Fraud of the century: mystery of the 1872 Stock Exchange forgery has never been solved

Oct 1, 2019, 8 AM
Four examples of the plate 5 Stock Exchange forgery. The two examples at top have corner lettering — CL and EB in the lower corners — that could have appeared on genuine stamps, while the two at bottom show impossible lettering: KM and FS, combinations that never appeared on genuine stamps.

Great Britain Philately by Matthew Healey

What constitutes the perfect crime? More than one that just can’t be solved, it’s an event that no one even realizes has taken place: a crime whose victim never feels the loss.
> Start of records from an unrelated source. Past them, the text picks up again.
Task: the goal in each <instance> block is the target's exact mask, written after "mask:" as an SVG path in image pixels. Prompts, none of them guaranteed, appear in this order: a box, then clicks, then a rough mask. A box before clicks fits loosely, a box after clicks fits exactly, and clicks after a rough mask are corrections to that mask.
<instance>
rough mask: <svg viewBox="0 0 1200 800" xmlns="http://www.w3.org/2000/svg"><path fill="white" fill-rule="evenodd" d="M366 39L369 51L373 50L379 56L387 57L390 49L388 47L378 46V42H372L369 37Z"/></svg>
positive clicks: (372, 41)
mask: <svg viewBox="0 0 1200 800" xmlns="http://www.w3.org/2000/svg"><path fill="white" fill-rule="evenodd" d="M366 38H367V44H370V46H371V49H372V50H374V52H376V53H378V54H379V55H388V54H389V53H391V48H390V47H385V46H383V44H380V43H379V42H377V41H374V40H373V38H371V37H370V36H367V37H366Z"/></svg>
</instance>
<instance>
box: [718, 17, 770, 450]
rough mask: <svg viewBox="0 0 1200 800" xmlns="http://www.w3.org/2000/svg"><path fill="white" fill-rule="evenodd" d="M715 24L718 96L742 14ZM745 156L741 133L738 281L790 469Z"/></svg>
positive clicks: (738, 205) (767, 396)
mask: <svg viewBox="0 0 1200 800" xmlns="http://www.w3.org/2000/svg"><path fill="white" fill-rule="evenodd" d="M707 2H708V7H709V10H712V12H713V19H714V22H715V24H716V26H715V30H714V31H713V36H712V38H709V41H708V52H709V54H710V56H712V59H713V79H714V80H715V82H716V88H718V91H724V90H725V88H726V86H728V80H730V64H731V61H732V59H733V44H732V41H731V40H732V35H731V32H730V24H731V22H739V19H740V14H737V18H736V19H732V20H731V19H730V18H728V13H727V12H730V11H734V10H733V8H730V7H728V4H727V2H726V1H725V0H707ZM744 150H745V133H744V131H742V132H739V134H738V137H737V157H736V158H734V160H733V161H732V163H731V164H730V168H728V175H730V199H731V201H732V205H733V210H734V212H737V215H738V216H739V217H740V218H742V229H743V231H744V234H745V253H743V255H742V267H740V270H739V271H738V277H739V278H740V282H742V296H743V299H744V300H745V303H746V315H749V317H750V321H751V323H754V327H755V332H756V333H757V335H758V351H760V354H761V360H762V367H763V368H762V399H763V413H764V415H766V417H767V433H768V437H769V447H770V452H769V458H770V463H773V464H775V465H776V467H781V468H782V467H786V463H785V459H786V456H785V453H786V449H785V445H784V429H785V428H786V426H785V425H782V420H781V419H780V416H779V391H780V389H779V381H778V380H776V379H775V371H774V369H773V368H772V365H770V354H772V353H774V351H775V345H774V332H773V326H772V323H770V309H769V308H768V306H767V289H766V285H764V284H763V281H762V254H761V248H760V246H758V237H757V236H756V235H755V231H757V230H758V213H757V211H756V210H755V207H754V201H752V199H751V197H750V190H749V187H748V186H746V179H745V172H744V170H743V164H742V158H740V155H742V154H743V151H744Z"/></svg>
The mystery of the Stock Exchange forgery, in which Britain’s Post Office was defrauded of tens of thousands of pounds, is a prime candidate for the title of “perfect.”

Someone — it was never conclusively determined who — applied thousands of counterfeit 1-shilling stamps to telegraph forms at the London Stock Exchange for at least a year between 1872 and 1873 and pocketed the money they represented. Incredibly, nobody was any the wiser until a sharp-eyed young philatelist spotted the fakes for the first time a full quarter-century later.

Subsequent discoveries suggested the full extent of the racket may have reached £50,000 over the many months it went on, equivalent to £5 million to £6 million today.